I never thought it would be useful for anybody else, but feel free to
try it on your webarchives.
You will end up with another property list, that is just as readable by
GNUstep as was the original one. But it might be easier for you to read
the content. You will see just as Ivan described that there is one
WebMainResource plus a list of WebSubresources all consisting of the
same structure. And under the key WebResourceData of each you will find
the file content. I did not look at how these files are encoded, from
the original file I would expect them to be another binary property
list. Maybe these are in NSFileWrapper serialized format, a format the
GNustep is still missing.
Fred
Am 17.11.2014 um 16:23 schrieb Ivan Vučica:
> It's a binary plist. I'm unaware of a plist editor or converter
> targeting GNUstep as such, but I think GNUstep does support bplists.
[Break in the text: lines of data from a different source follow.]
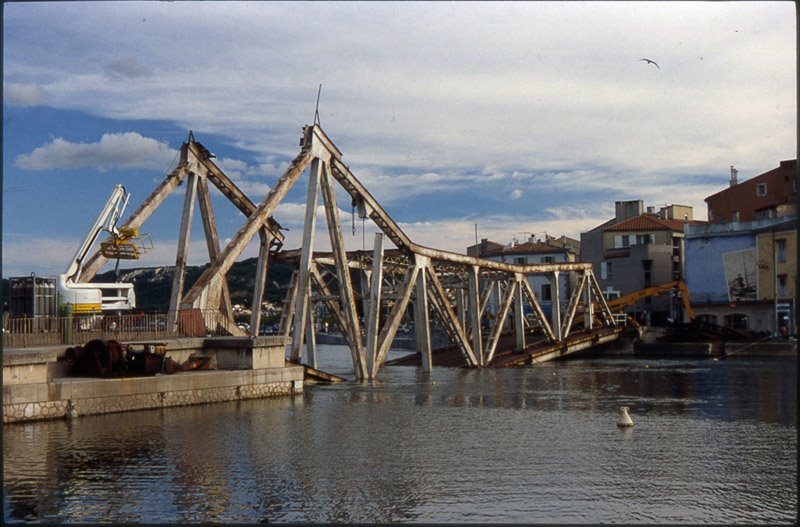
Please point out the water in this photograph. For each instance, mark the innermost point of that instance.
(714, 442)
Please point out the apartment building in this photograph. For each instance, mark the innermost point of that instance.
(637, 249)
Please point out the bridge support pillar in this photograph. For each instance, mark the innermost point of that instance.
(588, 310)
(474, 305)
(304, 272)
(555, 295)
(372, 315)
(183, 251)
(421, 320)
(519, 322)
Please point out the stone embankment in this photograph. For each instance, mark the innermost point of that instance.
(37, 382)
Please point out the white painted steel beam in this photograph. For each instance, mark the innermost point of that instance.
(183, 251)
(395, 316)
(499, 322)
(519, 325)
(555, 304)
(474, 310)
(422, 328)
(346, 291)
(303, 279)
(449, 318)
(537, 311)
(374, 313)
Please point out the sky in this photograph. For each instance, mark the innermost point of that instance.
(522, 118)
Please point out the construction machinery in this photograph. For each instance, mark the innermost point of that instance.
(622, 302)
(122, 244)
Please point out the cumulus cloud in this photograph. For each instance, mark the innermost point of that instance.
(126, 150)
(127, 67)
(15, 94)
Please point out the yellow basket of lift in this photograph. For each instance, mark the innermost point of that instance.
(127, 245)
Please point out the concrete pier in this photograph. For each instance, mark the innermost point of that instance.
(37, 385)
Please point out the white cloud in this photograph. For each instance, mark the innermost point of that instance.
(15, 94)
(533, 97)
(127, 150)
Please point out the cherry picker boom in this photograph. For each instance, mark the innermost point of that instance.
(95, 298)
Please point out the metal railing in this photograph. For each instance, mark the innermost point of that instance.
(26, 332)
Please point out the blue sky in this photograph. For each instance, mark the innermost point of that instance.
(520, 117)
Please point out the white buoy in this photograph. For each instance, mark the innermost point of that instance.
(624, 419)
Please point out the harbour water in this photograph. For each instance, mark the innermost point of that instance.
(713, 442)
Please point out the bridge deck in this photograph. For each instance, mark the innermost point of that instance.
(538, 350)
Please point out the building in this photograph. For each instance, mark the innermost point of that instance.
(533, 251)
(773, 194)
(744, 274)
(638, 249)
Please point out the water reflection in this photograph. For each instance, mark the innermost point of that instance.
(713, 442)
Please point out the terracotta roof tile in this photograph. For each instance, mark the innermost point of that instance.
(528, 248)
(649, 222)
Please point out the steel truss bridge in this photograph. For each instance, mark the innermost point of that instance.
(453, 287)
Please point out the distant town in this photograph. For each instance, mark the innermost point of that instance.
(740, 266)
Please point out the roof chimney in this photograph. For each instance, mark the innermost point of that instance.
(734, 173)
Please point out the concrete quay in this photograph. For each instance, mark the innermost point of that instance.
(37, 385)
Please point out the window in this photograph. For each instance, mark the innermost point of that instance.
(546, 297)
(605, 270)
(781, 285)
(736, 321)
(647, 265)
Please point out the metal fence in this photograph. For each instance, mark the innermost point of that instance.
(26, 332)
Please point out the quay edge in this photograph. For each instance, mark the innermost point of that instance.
(37, 385)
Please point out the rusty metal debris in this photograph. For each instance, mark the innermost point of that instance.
(99, 358)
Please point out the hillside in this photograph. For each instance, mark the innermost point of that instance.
(153, 284)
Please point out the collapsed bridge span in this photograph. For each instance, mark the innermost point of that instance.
(486, 308)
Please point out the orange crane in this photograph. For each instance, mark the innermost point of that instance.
(619, 304)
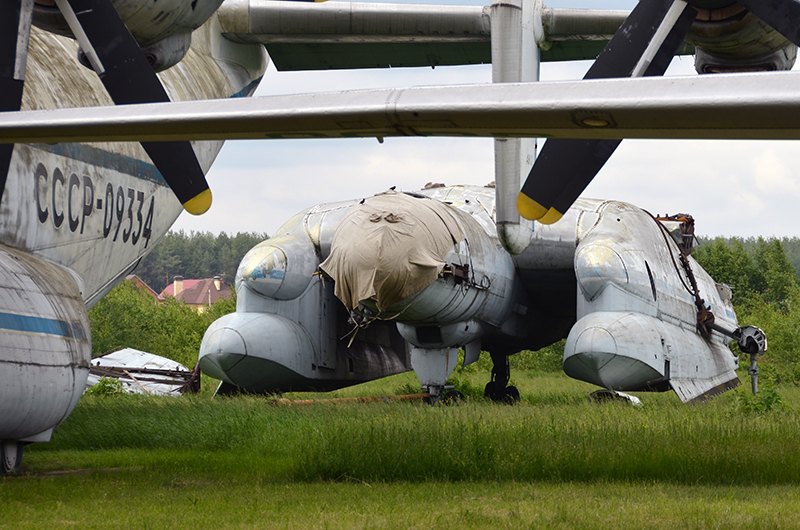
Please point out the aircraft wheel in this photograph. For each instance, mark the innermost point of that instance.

> Hence, you should be able to write a converter/extractor yourself.
>
> However, I'm looking at a arbitrary .webarchive I found online. I'm only
> guessing the structure and contents from viewing this file using 'less'.
> So -- and I'm only guessing -- it seems to me that files don't have a
> "local" name or ID, and aren't referenced using one. That is, HTML
> doesn't seem to be rewritten to use a local file. I would suspect that
> Safari intercepts resource loads and serves content stored in
> NSDictionary, which (if I'm guessing right) is ingenious.
>
> It does mean a trivially 'unpacked' file will not find its local copy of
> resources.
>
> Perhaps the right way to do this is to take a web browser apart and hack
> it to access appropriate files in the .webarchive when a resource load
> is requested. Or even to build a GNUstep browser. If you're enthusiastic
> enough, Chromium Embedded Framework sounds like a neat way to build a
> GNUstep browser.
> https://code.google.com/p/chromiumembedded/
>
> On Mon, Nov 17, 2014 at 2:58 PM, Gerold Rupprecht <geroldr@bluewin.ch
> <mailto:geroldr@bluewin.ch>> wrote:
>
> Hi,
>
> Has anyone been able to unarchive a "webarchive" formatted file?
>
> Apparently it is made with a Safari browser. Are there any other options
> to installing Safari and wine to a GNU/linux machine?
>
> Any other advise?
>
> Thanks,
>
> Gerold
plconv.m
Description: Text Data